Human Agency Eats Intelligence: Where the Leverage Moves
The slide makes a structural claim worth slowing down on. When intelligence becomes abundant, the thing that becomes scarce is whatever the abundant resource depends on to produce value. For intelligence, that dependency is direction. Setting intention. Making judgment. Taking responsibility for the outcome. Those three capabilities are not new. They have always been the difference between thinking and decision-making. The shift is that they used to be packaged with intelligence inside the same human worker. Now they are separable from it, and the half that is separating off, the direction half, is where the leverage is moving.
Reading Karpathy Closely
This is a confession, and it is worth reading as one. Andrej Karpathy is one of the people who built modern AI. He led computer vision at Tesla. He was a founding member of OpenAI. He spent two decades inside the assumption that intelligence is the rare, valuable resource. And here he is in 2025, saying that assumption is wrong. Not slightly wrong. Significantly wrong. Agency, the capacity to set direction, make judgment, take responsibility for consequences, is the more powerful resource and the scarcer one. That is not a marketing claim or a thought-leadership take. It is an engineer's revised model after watching the systems he helped build reach a point where intelligence is no longer the bottleneck. The bottleneck is what intelligence is pointed at, and who is accountable for the point.
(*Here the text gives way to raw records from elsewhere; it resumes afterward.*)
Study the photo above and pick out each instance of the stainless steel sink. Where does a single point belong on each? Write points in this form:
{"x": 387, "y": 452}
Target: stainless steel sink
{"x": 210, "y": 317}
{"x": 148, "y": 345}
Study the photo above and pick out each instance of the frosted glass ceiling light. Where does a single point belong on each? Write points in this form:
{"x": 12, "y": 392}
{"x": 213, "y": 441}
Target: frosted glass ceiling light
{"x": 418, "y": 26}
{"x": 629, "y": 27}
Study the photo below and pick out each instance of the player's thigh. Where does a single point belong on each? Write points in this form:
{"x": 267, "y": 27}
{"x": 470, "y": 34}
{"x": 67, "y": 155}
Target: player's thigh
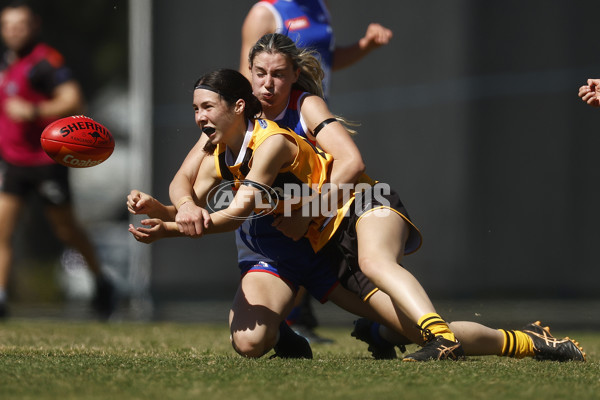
{"x": 381, "y": 236}
{"x": 389, "y": 315}
{"x": 262, "y": 301}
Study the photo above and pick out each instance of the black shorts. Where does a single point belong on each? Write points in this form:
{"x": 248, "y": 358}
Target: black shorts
{"x": 50, "y": 182}
{"x": 343, "y": 247}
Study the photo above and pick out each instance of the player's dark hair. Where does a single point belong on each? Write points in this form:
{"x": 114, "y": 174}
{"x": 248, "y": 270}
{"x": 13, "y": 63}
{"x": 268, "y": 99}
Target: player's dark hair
{"x": 307, "y": 60}
{"x": 231, "y": 86}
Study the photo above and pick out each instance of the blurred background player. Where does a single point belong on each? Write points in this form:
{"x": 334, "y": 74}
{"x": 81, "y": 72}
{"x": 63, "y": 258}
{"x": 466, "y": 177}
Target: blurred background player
{"x": 308, "y": 24}
{"x": 590, "y": 93}
{"x": 36, "y": 88}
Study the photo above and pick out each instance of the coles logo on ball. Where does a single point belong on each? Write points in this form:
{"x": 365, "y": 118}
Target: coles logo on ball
{"x": 77, "y": 142}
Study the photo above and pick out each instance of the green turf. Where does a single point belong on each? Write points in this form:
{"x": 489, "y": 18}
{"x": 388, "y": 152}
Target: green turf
{"x": 82, "y": 360}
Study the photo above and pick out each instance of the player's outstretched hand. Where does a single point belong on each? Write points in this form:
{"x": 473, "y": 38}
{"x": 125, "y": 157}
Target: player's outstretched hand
{"x": 590, "y": 93}
{"x": 153, "y": 230}
{"x": 192, "y": 220}
{"x": 141, "y": 203}
{"x": 376, "y": 36}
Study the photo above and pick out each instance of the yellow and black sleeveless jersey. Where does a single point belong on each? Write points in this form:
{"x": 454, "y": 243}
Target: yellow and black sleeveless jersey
{"x": 309, "y": 170}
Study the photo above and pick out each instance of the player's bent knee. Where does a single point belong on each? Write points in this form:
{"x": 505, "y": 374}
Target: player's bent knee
{"x": 250, "y": 344}
{"x": 369, "y": 266}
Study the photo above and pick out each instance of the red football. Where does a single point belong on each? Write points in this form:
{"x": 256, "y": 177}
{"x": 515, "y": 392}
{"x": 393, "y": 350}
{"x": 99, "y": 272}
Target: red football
{"x": 77, "y": 142}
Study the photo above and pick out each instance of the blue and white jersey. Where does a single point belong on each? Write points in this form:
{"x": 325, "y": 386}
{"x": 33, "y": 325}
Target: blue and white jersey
{"x": 256, "y": 239}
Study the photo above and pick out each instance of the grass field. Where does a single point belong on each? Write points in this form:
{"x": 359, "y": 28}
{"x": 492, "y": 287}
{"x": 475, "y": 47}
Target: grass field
{"x": 86, "y": 360}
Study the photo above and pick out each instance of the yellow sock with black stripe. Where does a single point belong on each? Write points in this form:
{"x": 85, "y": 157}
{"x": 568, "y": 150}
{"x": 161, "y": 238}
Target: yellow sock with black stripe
{"x": 436, "y": 325}
{"x": 517, "y": 344}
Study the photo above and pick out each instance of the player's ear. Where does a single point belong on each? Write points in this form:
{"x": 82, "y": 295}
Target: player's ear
{"x": 240, "y": 106}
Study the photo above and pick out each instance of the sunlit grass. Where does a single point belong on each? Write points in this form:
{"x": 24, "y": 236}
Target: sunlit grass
{"x": 75, "y": 360}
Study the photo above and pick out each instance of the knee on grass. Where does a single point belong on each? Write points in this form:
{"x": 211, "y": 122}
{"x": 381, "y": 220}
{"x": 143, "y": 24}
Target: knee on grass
{"x": 252, "y": 344}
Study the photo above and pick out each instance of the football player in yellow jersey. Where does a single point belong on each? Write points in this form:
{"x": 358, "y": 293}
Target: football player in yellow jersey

The Fourth Great Economic Transformation
Every economic revolution makes something previously scarce abundant. Every time it happens, what becomes valuable shifts. Food surplus made agrarian skill the rare and valuable capacity. Mechanical power made manufacturing capability the rare and valuable capacity. Computation made knowledge work the rare and valuable capacity. We are inside the fourth. Intelligence is becoming abundant, and value is shifting again, this time to the human capacity to decide what intelligence gets pointed at, judge whether the output is any good, and own the consequences. The row at the bottom of each column is the operational consequence worth holding. Each revolution required a new way of organizing how work flows. The fourth requires agentic workflow design. The people and institutions that learn it quickly enough to lead inside the next eighteen months are the ones who will define what this economy looks like.
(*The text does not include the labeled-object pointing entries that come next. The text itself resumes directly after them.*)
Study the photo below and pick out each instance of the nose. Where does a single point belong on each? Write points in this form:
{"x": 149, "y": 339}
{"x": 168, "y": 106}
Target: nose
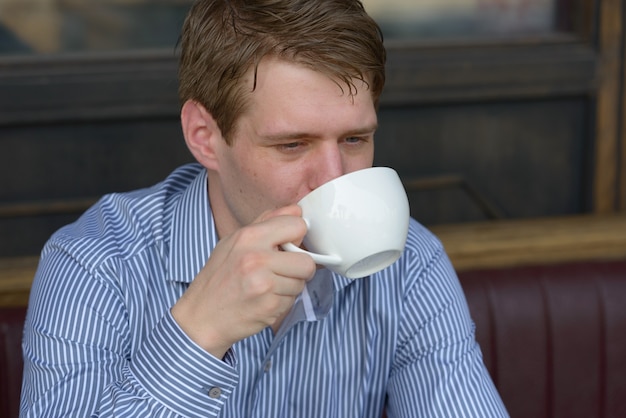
{"x": 328, "y": 165}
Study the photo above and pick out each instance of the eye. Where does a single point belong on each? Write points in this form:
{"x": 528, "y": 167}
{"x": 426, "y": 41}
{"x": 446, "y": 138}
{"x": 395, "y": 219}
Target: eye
{"x": 356, "y": 140}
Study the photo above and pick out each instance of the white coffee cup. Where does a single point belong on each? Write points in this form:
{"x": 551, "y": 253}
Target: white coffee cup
{"x": 357, "y": 223}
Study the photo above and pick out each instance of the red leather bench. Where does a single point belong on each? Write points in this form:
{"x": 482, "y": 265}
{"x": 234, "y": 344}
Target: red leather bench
{"x": 553, "y": 338}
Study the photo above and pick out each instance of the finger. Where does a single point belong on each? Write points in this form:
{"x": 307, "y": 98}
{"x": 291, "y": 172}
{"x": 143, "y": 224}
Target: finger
{"x": 293, "y": 265}
{"x": 275, "y": 230}
{"x": 291, "y": 210}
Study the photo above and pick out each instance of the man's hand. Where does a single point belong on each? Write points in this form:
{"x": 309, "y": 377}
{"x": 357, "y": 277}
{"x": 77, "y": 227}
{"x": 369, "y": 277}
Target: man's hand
{"x": 247, "y": 284}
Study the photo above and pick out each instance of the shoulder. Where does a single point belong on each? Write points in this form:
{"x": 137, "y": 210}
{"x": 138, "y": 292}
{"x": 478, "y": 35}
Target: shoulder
{"x": 122, "y": 224}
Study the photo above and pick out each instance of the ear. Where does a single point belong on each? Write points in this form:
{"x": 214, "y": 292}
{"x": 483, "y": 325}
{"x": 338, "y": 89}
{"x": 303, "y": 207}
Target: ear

Three Forces of the Agency Economy
The popular framing pits humans against AI, or pairs them as two forces learning to work together. The slide makes a more precise structural claim. There are three forces, and the middle one is the one most people skip past. Human agency sets direction and owns consequences. Agentic AI scales execution and finds patterns. Agentic workflows are the architecture in between, the bridge that lets the first two combine into outcomes rather than collisions. Strip out the middle, and what is left is either a human typing prompts into a chat window or an AI doing impressive things no one can act on. Strip out human agency, and the system runs on autopilot toward whatever optimization function was set last. Strip out agentic AI, and what remains is a slower, less capable version of what existed before. The point is structural. All three are required because the system does not work otherwise.
Artificial Intelligence ≠ Human-Directed Intelligence
This is the slide where the deck's central argument becomes a structural claim instead of a thematic one. AI generates capability. That is what the technology does. It generates outputs, finds patterns, optimizes within bounds someone else set. None of that is value yet. Value forms when capability meets intention, judgment, and accountability for consequences. The two columns differ in one specific way that matters operationally. The left column scales. More compute, more output, predictably. The right column does not scale that way. It builds slowly, in people, through use, and it does not arrive automatically just because the left column gets more powerful. Which makes the right column the bottleneck. And bottlenecks are where strategy lives.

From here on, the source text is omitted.